Everything you need to know about your 2017 pay raise

President Barack Obama signed an executive order authorizing a 2.1 percent pay parity for civilian employees in 2017. This order supersedes the one he signed ba...

In the waning days of his administration, President Barack Obama officially authorized a 2.1 percent pay raise for civilian employees in 2017.

The executive order, which the president signed Dec. 27, makes the alternative pay adjustments official for the next year. This follows Obama’s Dec. 8 letter to Congress, in which he directed agencies to give civilian workers a pay raise in line with that of Defense Department employees.

This executive order supersedes the one he signed Nov. 29, which called for a 1.6 percent raise that included a locality adjustment.

Federal employees looking for more details on their specific 2017 salary can find updated pay adjustment tables, including locality raises, from the Office of Personnel Management here.

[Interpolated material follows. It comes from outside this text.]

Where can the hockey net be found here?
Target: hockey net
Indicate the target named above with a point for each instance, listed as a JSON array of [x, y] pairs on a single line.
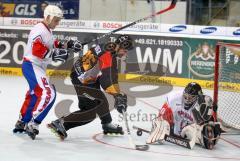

An OPM memo also notes that the 2013 pay freeze on the vice president and some senior officials will continue through the beginning of the year. Because Congress passed a continuing resolution that holds agency funding at fiscal 2016 levels through Apr. 28, the pay freeze for those political appointees will continue until lawmakers suggest and pass an alternative.

In addition, acting OPM Director Beth Cobert approved a 1 percent raise for roughly 40,000 employees covered under special pay rates. The decision comes after OPM’s annual special pay rate review. Because no agency made an alternative request to adjust the special rates, OPM will increase all special rate pay tables.

“Based on the 2016 annual review of GS special rates, I have approved a 1 percent increase for all Title 5 special rate tables equal to the 1 percent increase in GS base rates,” Cobert wrote in a Dec. 27 memo. “Both the increased GS base rates and the increased GS special rates will be effective on the first day of the first applicable pay period beginning on or after Jan. 1, 2017.”

OPM may sometimes set higher special pay rates as an incentive to recruit or retain employees in certain occupations or specialties or workers in a remote location or with undesirable working conditions.